Die Studierenden mögen seine anschaulichen, zum Mitdenken anregenden Vorlesungen. Schließlich wollte der Schwabe, der in Vorträgen auch schon einmal Bloch oder Kant zitiert, einst Lehrer für Politik und Geschichte werden. Dann fand er, dass die Medizin, vor allem die Kardiologie, die größere Herausforderung sei. Seit 17 Jahren ist er Leiter der Marburger Klinik für Kardiologie. Um die Vierfachbelastung von Dekanat, Lehre, Forschung und Klinik zu bewältigen, fängt er schon um 5.30 Uhr an zu arbeiten. „Das ist jemand, der sich sehr große Aufgaben zumutet“, sagt ein Kollege.

Die Mischung aus Hartnäckigkeit, Mut und Verhandlungsgeschick wird er brauchen. Mögliche Konfliktfelder gibt es viele: Die Ärzte müssen für Lehrveranstaltungen freigestellt werden. „Da braucht es Abstimmungen“, sagt Maisch. Laboreinrichtungen können vor allem der Forschung oder der Krankenversorgung dienen. Potenziell gefährdet sind alle nicht für die Krankenversorgung rentablen, aber für Lehre und Forschung essentiellen Fächer. Natürlich wird sich auch die Forschung verändern – durch Unterstützung oder Fehlen von gemeinsamen Investitionen. Dadurch könnte die Grundlagenforschung ins Hintertreffen geraten.

Bislang sind die Lehrstuhlinhaber in der Regel auch die Chefärzte. Deren Positionen fallen aber eigentlich in die Zuständigkeit des privaten Krankenhausbetreibers. Deswegen hat die Rhön-Klinikum AG auch ein Vetorecht bei Berufungen – allerdings nur, wenn der Bewerber nicht für die Krankenversorgung geeignet ist.

Bernhard Maisch geht unterdessen davon aus, dass die meisten Konflikte anders gelöst werden: „Ich will versuchen, einen Konsens hinzukriegen.“ Er sieht auch einen Vorteil der Privatisierung. Die Gelder für Wissenschaft und Krankenversorgung könnten so getrennt werden, dass es keine Quersubventionierung für die Krankenversorgung mehr gebe. Dadurch könnten die Mittel für Forschung und Lehre, die weiterhin vom Land kommen, auch wirklich für sie verwendet werden.

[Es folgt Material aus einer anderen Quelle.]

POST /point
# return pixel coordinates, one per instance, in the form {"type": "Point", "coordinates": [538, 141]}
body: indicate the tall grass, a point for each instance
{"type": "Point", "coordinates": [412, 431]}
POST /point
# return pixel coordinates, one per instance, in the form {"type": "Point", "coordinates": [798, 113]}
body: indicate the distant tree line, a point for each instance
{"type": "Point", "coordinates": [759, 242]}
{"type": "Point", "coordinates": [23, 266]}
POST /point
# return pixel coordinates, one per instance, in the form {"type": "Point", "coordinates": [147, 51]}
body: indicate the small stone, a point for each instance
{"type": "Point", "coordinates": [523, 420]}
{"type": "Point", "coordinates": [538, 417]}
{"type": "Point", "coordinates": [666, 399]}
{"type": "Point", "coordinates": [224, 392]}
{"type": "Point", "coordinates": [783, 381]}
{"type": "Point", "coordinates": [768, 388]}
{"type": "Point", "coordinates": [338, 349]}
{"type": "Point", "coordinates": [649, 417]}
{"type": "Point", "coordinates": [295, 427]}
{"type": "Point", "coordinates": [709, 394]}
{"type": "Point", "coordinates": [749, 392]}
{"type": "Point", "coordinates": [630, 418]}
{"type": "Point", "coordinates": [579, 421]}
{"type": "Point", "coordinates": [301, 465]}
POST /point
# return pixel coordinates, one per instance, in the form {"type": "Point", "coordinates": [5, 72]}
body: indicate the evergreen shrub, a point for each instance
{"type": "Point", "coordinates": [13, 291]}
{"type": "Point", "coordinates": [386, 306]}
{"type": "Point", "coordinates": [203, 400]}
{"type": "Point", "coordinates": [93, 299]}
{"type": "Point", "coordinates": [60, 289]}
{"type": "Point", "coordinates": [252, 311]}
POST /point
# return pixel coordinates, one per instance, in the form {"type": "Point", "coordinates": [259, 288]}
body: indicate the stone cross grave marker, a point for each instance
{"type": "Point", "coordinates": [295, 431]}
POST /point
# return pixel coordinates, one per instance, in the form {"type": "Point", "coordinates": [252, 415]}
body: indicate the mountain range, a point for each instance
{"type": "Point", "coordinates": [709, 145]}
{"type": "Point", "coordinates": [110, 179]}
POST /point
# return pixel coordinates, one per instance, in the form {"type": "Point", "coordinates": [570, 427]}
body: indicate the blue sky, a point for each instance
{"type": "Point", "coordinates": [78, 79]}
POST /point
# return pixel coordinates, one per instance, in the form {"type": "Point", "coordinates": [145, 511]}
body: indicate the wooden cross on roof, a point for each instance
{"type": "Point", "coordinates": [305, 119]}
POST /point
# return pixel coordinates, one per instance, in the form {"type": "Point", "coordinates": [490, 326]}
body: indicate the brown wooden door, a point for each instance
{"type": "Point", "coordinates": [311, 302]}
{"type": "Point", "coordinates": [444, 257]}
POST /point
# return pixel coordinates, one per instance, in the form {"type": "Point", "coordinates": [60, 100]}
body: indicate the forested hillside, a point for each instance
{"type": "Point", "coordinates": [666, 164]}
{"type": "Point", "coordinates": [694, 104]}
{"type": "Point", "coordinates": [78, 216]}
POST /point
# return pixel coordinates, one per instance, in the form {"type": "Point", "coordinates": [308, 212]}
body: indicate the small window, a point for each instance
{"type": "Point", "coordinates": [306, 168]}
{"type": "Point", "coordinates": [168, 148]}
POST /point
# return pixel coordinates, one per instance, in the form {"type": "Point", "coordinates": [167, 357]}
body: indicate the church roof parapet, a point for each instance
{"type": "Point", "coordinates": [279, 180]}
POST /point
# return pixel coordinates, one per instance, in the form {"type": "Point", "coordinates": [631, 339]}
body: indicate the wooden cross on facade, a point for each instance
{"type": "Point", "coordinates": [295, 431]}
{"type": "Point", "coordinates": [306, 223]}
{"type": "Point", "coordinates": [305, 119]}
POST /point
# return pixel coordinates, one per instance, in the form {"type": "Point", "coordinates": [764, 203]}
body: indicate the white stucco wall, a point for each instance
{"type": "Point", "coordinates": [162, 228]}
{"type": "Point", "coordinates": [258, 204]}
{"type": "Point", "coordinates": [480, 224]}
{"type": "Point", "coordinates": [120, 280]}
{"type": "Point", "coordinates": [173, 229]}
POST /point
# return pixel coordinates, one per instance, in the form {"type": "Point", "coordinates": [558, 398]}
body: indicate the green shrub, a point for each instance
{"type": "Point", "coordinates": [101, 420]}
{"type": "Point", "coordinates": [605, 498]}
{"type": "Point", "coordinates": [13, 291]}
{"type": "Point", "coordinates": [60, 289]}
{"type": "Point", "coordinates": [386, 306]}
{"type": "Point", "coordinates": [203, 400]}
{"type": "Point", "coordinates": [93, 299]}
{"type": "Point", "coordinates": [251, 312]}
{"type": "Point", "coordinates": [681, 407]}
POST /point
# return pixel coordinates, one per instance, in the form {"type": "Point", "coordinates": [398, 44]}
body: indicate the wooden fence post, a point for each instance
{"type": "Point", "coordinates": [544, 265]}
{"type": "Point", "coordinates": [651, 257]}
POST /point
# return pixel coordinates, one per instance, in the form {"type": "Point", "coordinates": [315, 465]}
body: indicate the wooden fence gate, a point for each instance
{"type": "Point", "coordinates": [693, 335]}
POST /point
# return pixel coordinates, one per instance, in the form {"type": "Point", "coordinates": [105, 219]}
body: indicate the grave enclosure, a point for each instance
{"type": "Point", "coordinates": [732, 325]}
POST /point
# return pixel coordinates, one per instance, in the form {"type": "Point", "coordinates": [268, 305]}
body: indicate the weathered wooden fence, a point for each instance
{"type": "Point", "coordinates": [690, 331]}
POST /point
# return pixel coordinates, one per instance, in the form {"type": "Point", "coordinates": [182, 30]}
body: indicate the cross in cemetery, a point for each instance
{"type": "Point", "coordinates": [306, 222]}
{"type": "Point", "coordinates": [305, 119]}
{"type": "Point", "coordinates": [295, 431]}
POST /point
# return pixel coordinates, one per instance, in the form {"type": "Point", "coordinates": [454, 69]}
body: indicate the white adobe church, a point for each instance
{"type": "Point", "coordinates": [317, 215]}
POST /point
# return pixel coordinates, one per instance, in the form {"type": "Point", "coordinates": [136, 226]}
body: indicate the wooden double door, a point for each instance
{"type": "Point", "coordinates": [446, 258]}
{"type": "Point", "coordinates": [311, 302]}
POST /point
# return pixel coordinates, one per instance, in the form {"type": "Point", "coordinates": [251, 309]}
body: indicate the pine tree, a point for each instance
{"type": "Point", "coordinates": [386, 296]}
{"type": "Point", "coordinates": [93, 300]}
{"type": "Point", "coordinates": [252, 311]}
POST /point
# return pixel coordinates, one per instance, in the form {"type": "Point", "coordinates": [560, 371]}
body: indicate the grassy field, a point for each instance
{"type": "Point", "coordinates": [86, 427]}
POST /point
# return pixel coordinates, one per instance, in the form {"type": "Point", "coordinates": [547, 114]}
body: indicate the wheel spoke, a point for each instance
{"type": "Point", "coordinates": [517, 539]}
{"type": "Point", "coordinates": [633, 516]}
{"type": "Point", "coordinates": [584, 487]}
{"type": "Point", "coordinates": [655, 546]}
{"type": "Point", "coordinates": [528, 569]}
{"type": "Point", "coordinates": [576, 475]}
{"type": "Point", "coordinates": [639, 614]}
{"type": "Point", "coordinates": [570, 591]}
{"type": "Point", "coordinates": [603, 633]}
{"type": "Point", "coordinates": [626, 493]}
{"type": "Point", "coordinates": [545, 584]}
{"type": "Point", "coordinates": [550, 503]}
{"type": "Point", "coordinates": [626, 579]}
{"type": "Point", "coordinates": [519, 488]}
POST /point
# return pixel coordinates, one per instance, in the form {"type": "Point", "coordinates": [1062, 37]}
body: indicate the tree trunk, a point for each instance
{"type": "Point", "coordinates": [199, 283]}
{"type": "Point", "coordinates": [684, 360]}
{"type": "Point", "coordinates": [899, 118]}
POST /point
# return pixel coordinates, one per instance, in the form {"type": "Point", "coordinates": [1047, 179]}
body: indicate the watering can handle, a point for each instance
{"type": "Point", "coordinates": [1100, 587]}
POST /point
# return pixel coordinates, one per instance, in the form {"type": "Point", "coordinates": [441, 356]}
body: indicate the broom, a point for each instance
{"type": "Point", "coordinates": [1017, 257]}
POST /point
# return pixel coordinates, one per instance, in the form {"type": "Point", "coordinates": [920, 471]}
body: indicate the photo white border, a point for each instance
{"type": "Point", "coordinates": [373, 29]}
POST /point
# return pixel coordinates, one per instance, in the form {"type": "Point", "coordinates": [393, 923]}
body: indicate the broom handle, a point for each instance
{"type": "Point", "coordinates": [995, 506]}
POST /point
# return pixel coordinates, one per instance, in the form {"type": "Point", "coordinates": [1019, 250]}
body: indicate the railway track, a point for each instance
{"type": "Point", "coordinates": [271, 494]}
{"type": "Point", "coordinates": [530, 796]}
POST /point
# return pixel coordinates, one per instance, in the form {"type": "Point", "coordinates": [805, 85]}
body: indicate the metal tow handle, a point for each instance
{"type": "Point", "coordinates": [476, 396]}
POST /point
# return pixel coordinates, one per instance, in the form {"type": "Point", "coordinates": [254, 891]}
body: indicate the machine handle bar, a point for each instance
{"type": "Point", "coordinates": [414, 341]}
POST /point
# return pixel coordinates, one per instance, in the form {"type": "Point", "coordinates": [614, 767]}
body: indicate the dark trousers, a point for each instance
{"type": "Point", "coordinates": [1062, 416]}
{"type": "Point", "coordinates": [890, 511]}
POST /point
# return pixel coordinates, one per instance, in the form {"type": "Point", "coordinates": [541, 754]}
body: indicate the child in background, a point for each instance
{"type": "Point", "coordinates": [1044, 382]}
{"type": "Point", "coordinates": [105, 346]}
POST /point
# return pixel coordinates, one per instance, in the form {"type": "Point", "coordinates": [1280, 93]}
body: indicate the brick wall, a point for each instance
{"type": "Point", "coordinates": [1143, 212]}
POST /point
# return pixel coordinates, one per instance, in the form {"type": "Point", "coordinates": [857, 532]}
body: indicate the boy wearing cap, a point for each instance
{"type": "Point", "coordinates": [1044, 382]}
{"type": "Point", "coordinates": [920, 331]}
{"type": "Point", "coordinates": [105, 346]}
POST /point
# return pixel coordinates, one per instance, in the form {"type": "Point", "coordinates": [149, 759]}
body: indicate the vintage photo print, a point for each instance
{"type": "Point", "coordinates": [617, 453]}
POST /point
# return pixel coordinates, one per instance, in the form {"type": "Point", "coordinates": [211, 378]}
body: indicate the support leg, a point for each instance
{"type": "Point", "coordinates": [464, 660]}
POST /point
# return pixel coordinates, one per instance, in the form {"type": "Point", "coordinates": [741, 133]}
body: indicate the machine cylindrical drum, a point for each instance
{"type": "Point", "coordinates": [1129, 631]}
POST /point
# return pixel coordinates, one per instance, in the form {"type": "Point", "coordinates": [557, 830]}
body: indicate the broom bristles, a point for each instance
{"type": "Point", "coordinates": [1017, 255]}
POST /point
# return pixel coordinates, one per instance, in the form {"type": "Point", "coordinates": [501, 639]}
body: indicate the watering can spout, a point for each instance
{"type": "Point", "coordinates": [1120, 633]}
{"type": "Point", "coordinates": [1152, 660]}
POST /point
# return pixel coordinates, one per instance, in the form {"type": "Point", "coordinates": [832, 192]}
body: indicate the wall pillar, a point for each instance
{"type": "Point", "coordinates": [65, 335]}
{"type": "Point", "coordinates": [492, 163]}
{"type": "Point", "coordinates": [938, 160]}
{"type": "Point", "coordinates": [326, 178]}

Bis 2008 wird Maisch versuchen, die Interessen von Forschung und Lehre so gut wie möglich zu schützen. Eine weitere Amtsperiode will er sich jedoch keinesfalls zumuten. Schließlich wolle er „natürlich noch etwas anderes“ machen – seine Forschung rund um den Herzbeutel fortsetzen und die präventive Kardiologie vorantreiben. Und mehr Zeit haben für seine Familie.